A proposta do Partido Socialista para que o Estado apoie os trabalhadores independentes que não têm proteção social engloba os profissionais inscritos na Caixa Previdência dos Advogados e Solicitadores (CPAS), até agora excluídos das ajudas por quebra ou redução da actividade. Mas o Bloco de Esquerda, cuja proposta sobre esta matéria já foi aprovada na generalidade, considera que esta proposta é “insuficiente”, pois põe estes trabalhadores a pagar o apoio a “prestações no futuro”.

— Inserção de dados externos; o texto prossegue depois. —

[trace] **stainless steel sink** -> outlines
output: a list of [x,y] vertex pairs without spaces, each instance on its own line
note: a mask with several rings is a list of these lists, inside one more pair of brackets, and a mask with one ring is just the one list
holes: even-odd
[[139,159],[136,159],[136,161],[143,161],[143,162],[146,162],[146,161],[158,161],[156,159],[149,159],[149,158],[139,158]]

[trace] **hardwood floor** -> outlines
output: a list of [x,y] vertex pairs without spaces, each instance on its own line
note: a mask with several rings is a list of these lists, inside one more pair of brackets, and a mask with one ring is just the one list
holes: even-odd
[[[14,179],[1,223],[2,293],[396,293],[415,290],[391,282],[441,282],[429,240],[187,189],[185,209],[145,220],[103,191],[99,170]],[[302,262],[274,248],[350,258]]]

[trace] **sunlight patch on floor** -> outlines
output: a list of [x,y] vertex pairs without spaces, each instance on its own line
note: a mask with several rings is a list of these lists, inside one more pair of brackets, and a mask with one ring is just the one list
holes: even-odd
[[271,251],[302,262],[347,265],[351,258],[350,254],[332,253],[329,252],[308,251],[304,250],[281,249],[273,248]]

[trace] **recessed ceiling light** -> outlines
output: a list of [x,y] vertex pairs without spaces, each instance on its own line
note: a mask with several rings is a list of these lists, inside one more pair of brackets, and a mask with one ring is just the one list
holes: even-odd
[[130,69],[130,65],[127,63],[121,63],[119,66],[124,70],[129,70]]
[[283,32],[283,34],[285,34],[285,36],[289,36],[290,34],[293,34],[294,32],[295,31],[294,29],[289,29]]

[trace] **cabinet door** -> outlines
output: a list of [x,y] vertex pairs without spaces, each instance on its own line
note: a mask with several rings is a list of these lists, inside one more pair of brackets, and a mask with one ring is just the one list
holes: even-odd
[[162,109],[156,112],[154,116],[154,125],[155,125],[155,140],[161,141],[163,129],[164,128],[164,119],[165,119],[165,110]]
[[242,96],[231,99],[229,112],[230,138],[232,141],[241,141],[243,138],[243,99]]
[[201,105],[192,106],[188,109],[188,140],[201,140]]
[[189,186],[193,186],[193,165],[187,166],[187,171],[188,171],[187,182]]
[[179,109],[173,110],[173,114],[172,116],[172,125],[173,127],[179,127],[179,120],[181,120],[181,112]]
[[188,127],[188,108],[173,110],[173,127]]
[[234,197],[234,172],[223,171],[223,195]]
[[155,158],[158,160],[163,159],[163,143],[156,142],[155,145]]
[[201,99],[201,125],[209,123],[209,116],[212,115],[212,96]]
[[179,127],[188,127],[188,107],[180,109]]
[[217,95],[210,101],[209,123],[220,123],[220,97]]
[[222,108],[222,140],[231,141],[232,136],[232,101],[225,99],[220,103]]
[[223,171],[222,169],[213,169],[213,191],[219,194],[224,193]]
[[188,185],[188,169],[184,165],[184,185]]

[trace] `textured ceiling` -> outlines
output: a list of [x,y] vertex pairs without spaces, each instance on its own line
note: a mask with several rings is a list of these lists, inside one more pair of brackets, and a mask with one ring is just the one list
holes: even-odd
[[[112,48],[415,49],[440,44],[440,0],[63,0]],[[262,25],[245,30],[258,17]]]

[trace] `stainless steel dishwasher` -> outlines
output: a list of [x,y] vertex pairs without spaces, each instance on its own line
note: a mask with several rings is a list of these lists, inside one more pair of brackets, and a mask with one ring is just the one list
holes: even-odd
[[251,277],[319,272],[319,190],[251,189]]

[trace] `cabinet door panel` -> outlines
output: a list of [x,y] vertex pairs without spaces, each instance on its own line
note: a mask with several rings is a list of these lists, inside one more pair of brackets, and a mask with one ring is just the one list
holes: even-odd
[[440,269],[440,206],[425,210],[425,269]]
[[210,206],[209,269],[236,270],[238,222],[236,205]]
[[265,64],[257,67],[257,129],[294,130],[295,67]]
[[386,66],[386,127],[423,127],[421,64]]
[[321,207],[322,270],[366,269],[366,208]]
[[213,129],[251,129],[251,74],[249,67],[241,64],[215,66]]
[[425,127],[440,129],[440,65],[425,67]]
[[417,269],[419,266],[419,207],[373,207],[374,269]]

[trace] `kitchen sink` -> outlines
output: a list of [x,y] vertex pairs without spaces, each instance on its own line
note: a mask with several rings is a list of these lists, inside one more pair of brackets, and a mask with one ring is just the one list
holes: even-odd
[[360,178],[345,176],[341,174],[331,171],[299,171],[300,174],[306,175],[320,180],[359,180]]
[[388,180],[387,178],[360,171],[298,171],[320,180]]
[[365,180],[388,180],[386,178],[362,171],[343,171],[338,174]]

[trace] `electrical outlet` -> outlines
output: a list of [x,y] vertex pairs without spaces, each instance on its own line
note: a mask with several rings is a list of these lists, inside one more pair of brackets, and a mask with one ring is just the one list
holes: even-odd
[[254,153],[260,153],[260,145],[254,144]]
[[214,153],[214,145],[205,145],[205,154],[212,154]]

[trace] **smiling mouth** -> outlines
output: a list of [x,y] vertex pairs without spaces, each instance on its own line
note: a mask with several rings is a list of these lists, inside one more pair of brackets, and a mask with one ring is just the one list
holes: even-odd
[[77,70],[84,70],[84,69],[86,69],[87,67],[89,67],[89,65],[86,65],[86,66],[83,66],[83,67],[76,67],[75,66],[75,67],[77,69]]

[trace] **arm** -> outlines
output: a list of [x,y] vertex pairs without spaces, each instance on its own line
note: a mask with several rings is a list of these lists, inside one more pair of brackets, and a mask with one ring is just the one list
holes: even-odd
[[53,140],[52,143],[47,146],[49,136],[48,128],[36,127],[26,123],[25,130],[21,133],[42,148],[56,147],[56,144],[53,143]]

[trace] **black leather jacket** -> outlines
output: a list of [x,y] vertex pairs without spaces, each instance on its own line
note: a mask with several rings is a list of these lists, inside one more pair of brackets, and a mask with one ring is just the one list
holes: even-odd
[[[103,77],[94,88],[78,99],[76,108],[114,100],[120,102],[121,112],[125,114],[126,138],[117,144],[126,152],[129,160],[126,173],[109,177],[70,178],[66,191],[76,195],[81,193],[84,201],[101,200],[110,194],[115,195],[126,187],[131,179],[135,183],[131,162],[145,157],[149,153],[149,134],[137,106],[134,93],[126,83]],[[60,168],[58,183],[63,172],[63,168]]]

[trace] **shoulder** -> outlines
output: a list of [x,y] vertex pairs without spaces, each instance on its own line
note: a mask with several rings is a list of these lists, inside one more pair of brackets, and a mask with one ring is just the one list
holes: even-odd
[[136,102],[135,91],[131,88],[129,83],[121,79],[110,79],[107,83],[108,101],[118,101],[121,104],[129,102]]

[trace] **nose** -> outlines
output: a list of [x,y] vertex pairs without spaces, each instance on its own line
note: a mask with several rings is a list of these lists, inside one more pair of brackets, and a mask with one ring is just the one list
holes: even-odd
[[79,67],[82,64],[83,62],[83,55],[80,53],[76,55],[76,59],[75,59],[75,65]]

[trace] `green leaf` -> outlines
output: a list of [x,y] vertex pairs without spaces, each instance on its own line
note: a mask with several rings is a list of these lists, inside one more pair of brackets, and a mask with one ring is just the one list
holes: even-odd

A proposta do Bloco de Esquerda já aprovada na generalidade prevê a criação de um apoio extraordinário de 338,81 euros para os trabalhadores excluídos dos apoios em vigor para dar resposta aos impactos económicos da pandemia de covid-19. Incluídos neste grupo estão os advogados e solicitadores, trabalhadores que na sua maioria não estão abrangidos nos apoios da Segurança Social, mas sim pela CPAS, um subsistema privado para o qual descontam mensalmente. O partido defende a integração destes trabalhadores na Segurança Social.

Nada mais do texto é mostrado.